Ultrafast pre-solvated dodecane hole capture and subsequent damage of used nuclear fuel extraction ligands DEHBA, DEHiBA, HONTA, CMPO, HEH[EHP] and TBP

Abstract

Two classes of used nuclear fuel (UNF) extraction ligands, amide (DEHBA, DEHiBA, HONTA) and organophosphorus (CMPO, HEH[EHP], TBP), were selected to study radiation induced damage at picosecond to nanosecond timescale using electron pulse radiolysis in n-dodecane (DD) and supported by quantum chemical calculations.
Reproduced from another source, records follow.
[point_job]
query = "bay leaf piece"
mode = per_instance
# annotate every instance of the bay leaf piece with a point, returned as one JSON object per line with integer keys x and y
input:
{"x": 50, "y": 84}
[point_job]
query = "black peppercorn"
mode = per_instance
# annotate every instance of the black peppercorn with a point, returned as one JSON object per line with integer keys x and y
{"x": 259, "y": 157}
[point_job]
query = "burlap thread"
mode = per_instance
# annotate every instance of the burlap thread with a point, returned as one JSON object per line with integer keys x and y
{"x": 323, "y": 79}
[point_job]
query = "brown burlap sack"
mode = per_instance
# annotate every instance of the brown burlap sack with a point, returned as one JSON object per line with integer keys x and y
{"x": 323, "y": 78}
Spectra after radiolysis of 200 mM extraction ligands were recorded in DD/0.3 M DCM. Absorption peaks at 365, 365, 400 and 387 nm in case of DEHBA, DEHiBA, HONTA and CMPO respectively are assigned to triplet excited states. Additional absorption peaks at 420, 460 and 600 nm of DEHBA, DEHiBA and HONTA respectively were identified as due to ligand radical cations. A concentration dependent absorption peak at 600 nm in the case of CMPO was observed and assigned due to a combination of CMPO˙⁺, (CMPO)₂˙⁺ and possibly a radical degradation product of CMPO. Weak absorption peaks at 650 and 550 nm in case of HEH[EHP] and TBP were observed and tentatively assigned to their radical cations. A two-component DD˙⁺ decay in the presence of ligands was observed due to different ligand oxidation mechanisms: ultrafast capture of pre-solvated DD holes and diffusive capture of solvated DD holes. At high extraction ligand concentrations (>100 mM), the majority of DD holes were captured via the ultrafast pre-solvated pathway in <10 ps with C₃₇ values of 389, 401, 270, 374, 458 and 340 mM for DEHBA, DEHiBA, HONTA, CMPO, HEH[EHP] and TBP respectively. Following ultrafast capture, the remainder of DD holes became solvated and were captured with k = (2.32 ± 0.13), (1.78 ± 0.12), (1.38 ± 0.2), (0.98 ± 0.081), (1.09 ± 0.08) and (1.77 ± 0.046) × 10¹⁰ for DEHBA, DEHiBA, HONTA, CMPO, HEH[EHP] and TBP respectively. Subsequent hole transfer from the extraction ligands˙⁺ to the low IP solute tri-p-tolylamine (TTA) showed only 4–16% hole transfer, most likely indicating ligand˙⁺ degradation in 0.9–4.6 ns.